Ardından il teşkilatının, bölge milletvekillerinin kanaati sorulacaktır.

Alanya halkının da telefonla ya da sokak sokak dolaşan anketörler üzerinden kimi aday olarak görmek istediği araştırılacaktır.

Elbette ve doğal olarak, bölgenin en güçlü siyasetçisi olmasının yanı sıra şehrin dinamiklerini bilmesi hasebiyle Alanya’nın evladı olarak Sayın Bakan’ın da görüşü sorulacak, liste en son Sayın Cumhurbaşkanı’nın önüne konulacaktır.

“Sayın Bakan kararını vermiş, falanca isim kesin adaymış” demek, abesle iştigalden öteye gitmez, olsa olsa Ak Parti’yi içeriden karıştırmak isteyen kimi harici ve dahili bedhahların bulanık suda balık avlama girişimi olarak yerel siyaset tarihinin tozlu raflarındaki yerini alır.

***

TEK PEHLİVANLI GÜREŞ

Diyelim ki Alanya Belediyesi'nin yazın Gökbel Yaylası'nda düzenlediği Gökbel Yağlı Pehlivan Güreşleri'ne gittiniz, tribündeki yerinizi aldınız.

Çayıra güçlü kuvvetli, vücudu baştan aşağı yağlanmış, ellerini birbirine çırpa çırpa yürüyen kara yağız bir pehlivan çıktı.

Tribünde de bir anketör dolaşıyor ve siz dahil tüm izleyicilere şu soruyu yöneltiyor: "Sizce bu çayırdaki en iyi güreşçi kimdir?"

Çayırda başka güreşçi olmadığı için, yani ortalarda kıyaslayacak başka bir pehlivan gözükmediği için doğal olarak önünüzde gözükenin en iyisi olduğunu söylersiniz, ister istemez, öyle değil mi?

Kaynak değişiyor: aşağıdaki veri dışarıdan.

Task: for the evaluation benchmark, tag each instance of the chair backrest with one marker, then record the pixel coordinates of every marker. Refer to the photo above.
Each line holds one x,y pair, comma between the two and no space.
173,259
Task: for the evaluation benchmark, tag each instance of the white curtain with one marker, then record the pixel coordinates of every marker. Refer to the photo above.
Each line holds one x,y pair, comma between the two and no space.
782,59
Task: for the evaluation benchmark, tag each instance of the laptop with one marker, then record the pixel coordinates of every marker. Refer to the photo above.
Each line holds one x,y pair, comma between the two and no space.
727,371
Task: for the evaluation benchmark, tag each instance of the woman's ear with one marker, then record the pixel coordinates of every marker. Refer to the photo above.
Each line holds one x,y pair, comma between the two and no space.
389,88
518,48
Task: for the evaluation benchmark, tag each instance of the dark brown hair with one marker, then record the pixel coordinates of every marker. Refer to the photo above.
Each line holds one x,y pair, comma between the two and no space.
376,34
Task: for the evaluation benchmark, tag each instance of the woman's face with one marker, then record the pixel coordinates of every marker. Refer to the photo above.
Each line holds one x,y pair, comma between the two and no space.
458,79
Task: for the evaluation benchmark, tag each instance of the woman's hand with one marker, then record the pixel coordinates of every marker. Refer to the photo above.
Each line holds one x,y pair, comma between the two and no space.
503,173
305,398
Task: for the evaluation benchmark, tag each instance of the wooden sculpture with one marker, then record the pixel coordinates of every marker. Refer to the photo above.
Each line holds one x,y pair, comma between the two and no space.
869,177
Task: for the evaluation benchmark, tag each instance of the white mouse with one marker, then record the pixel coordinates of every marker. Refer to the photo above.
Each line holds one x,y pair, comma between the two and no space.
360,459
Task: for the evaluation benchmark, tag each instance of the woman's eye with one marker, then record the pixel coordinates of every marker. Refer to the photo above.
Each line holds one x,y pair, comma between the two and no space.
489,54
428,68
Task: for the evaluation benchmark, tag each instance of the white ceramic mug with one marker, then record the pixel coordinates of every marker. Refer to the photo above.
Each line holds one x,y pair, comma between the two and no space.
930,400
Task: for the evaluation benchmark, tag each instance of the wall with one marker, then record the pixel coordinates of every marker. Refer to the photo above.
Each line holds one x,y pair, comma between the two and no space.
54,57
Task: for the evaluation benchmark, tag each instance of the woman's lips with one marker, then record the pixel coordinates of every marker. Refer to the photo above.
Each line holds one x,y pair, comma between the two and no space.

Yazıya neden böyle bir giriş yaptım, izah edeyim.

Alanya Belediye Başkanı Adem Murat Yücel'e yakın kaynaklar, halk arasında anket yaptırdıklarını, memnuniyet oranının yüzde 80'lerde olduğunu, bugün seçim olsa Adem Başkan'ın seçimi yeniden kazanacağını söylüyor.

Adem Başkan, 2014'ün Mart ayından bu yana halkla ilişkilerini çok iyi götüren belediye başkanları arasında başa güreşiyor, doğrudur.

İki üç yılda bir ülke genelinde yapılan anketlerde “en başarılı başkanlar” listesine adını hep yazdırıyordur, eyvallah.

Allah'ı var, Sezar'ın hakkı Sezar'a, daha kimseyi üzdüğünü, odasının kapısından geri çevirdiğini duymadım.

Beyaz Alanyalı ile de arası iyi, köylü kömetliyle de.

Şehir merkezine de hizmet götürüyor, kırsalın en ücra köşesine de.

Bu ve benzer sebeplerle, aday olması halinde yeniden seçilmesi işten bile değil.

Ama şu an, yazının girişindeki Gökbel'de çayıra çıkan pehlivan örneğinde olduğu gibi, sahada tek.

Muhtemel rakipleri henüz sahaya inmedi.

Ak Parti kimi aday gösterecek, İyi Parti'den kim aday olacak, bu kez iddialı olduğunu söyleyen CHP seçimi hangi stratejiler üzerine kuracak, belli değil.

Bu nedenle, "Adem Başkan seçimi siler süpürür" deyip Adem Başkan'a hata yaptırmaya yönelik adımlar doğru bir yaklaşım değildir.

Artılar zaten ceptedir, artı hizmetlerden ötürü oylar zaten çantada kekliktir.

Peki ya eksiler?

Geride kalan 4 yıllık süreçte hiç mi eksik yoktur?

"Hayır, hiç eksiği yoktur" demek hatadır, Adem Başkan’a ve çevresine zarar verir, asıl mesele, seçime 172 gün kala bu eksilerin üzerine gidip artıya çevirebilmeyi başarabilip başaramama sorunudur.